Not really. The philosophy is generally let the user beware,
with undefined behavior lurking at every (mis)step.
When a program calls list::erase with a reverse iterator the requirement
is clear. list::erase takes an argument of type list::const_iterator, so
the program is ill-formed. No undefined behavior in sight.
The STL philosophy is that iterators work with generic algorithms.

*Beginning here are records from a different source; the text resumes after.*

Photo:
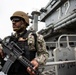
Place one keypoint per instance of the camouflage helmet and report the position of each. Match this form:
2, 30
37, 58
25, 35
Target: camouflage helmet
22, 15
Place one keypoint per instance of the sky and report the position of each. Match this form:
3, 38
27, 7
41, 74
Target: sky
8, 7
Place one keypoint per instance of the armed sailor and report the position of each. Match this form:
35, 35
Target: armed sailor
26, 40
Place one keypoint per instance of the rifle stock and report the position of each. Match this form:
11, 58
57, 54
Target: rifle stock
15, 52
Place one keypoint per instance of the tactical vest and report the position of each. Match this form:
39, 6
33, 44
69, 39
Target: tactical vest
17, 67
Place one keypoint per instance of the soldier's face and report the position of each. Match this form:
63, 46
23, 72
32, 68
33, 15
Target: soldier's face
18, 24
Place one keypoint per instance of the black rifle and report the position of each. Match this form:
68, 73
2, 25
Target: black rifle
15, 53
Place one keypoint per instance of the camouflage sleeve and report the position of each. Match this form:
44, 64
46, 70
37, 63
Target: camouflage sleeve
42, 53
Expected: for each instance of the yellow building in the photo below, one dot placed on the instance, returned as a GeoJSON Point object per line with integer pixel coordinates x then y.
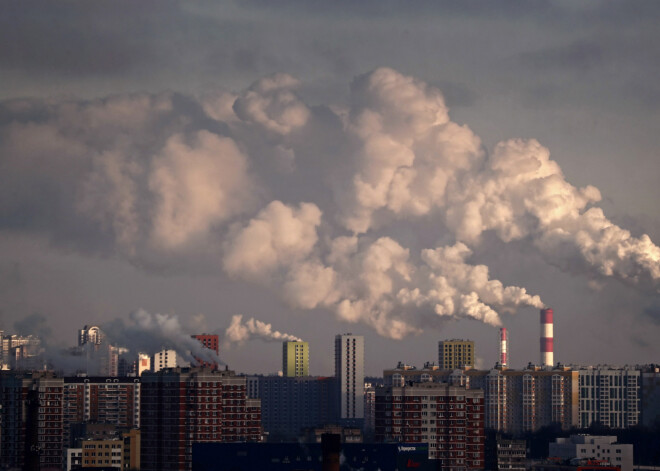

Some
containers provide non-generic member functions (such as list::erase,
vector::erase, and list::sort) that work with their own iterators.
Making generic iterators work with non-generic algorithms is not a
trivial extension.
--
Pete
Roundhouse Consulting, Ltd. (www.versatilecoding.com) Author of
"The Standard C++ Library Extensions: a Tutorial and Reference"
(www.petebecker.com/tr1book)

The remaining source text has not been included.